“I was carrying a memory box, while others were carrying their baby.”

When Sami discovered she was pregnant, she and her partner, Brandon, were excited but apprehensive. Their first pregnancy three years earlier had ended in miscarriage at seven weeks and Sami had worried about what this meant for the future. But the couple were ecstatic to receive such happy news.

Understandably, those first few early weeks were nervy, but an early, private scan, helped to put their minds at rest. At their 12 week scan however, the sonographer noticed that the baby’s bladder looked a little enlarged. Unsure of how serious the issue was, the couple were referred to Birmingham Women’s Hospital’s specialist Fetal Medicine team.    

Doctors considered what the problem could be. There was the chance it could be LUTO (lower urinary tract obstruction) and, as the weeks passed, it became clearer that that was the case. The blockage in the baby’s bladder meant it couldn’t release fluids and therefore wasn’t taking on enough fluid either. That could eventually lead to the baby’s bladder rupturing. The doctors were honest with the couple that their baby’s chances of survival were slim.

It was devastating news for Sami and Brandon. Sami said: “It was hard for us to take in, it just didn’t seem real. We were offered a medical termination, but we didn’t want to give up on our baby. If there was even the smallest chance it could survive, we had to take it.”

As the pregnancy progressed, Sami was seen more and more frequently and eventually every week. She was booked in for a caesarean section at 37 weeks.
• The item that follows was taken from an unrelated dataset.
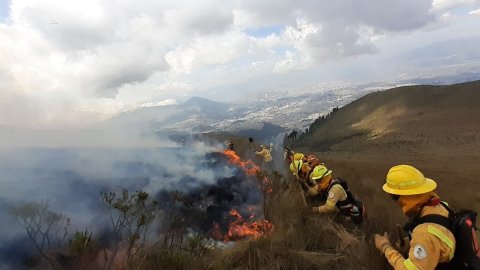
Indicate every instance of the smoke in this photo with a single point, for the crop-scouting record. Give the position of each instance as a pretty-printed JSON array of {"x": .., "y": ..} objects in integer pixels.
[{"x": 70, "y": 173}]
Sami tried to mentally prepare herself: “I convinced myself everything would be fine; that the baby would go into neonatal intensive care (NICU) for a few weeks, and then to Birmingham Children’s Hospital for further treatment. I got my bag ready, with the baby’s clothes, and was set to go.”    

On the day, Sami and Brandon went down to theatre, with their family waiting in the recovery room. Their baby daughter, Pip, was born at 11am, and as she was, she let out a little cry. Upon hearing her, a huge wave of relief washed over Sami, but then she saw the staff look at one another.
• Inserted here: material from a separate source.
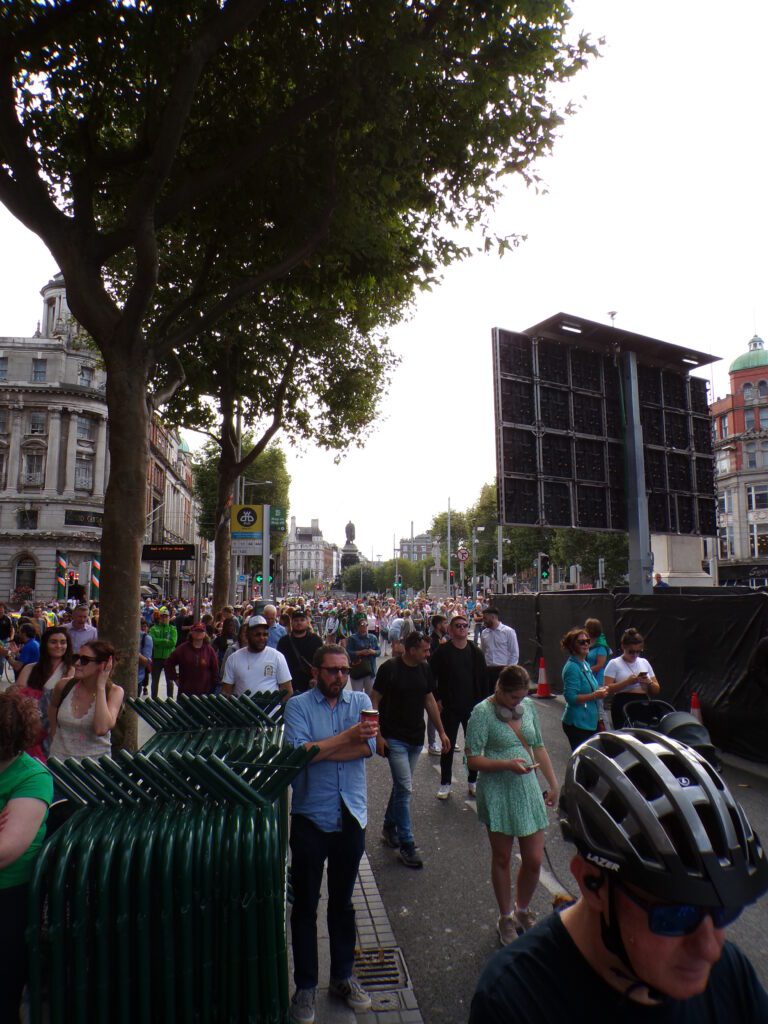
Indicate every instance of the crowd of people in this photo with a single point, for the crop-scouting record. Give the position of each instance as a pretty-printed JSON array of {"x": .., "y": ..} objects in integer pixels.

Pip quickly was intubated and taken down to NICU, so the doctors could work to save her. Brandon followed the doctors, while Sami waited in the theatre. A midwife held her hand tightly, trying to offer her some comfort. Soon after, the news came – there was nothing that could be done to save Pip. Heartbroken, Sami asked to be taken to her.

Pip lived for five hours and 36 minutes. During that time, the couple held her, their family was able to meet her and make precious memories. The hospital chaplain even came to give her a blessing. Sami said: “I was utterly heartbroken. She was perfect, with 10 perfect little toes. I kept hoping the doctors would tell me they’d got it wrong, that everything would be OK.”

The couple were able to spend the night with baby Pip. They washed and dressed her, held her and took pictures with her. It’s this time with their baby that Sami and Brandon cherish most. Eventually, the couple knew it was time to leave her, and when they walked out of the Abby Suite – the hospital’s bereavement suite – their protective bubble burst.

Sami said: “I could hear babies crying all around me. When I passed a pregnant mum, I had to keep my eyes down. I was carrying a memory box, while others were carrying their baby.”

When complete, Woodland House will provide a safe haven for our bereaved couples, away from the hustle and bustle of the main hospital, and with private access. With a sympathetic setting that will honour their loss, families will be able to spend time with their baby, in privacy, without the worry of running into other pregnant families.

Sami said: “I was so apprehensive going back to the hospital for my follow up appointments. It’s somewhere I’ve received bad news, after bad news, so having Woodland House will remove that anxiety and trauma. It’ll be somewhere you’ll walk into, where other people know exactly what you’re going through, reassuring you that you’re not alone.”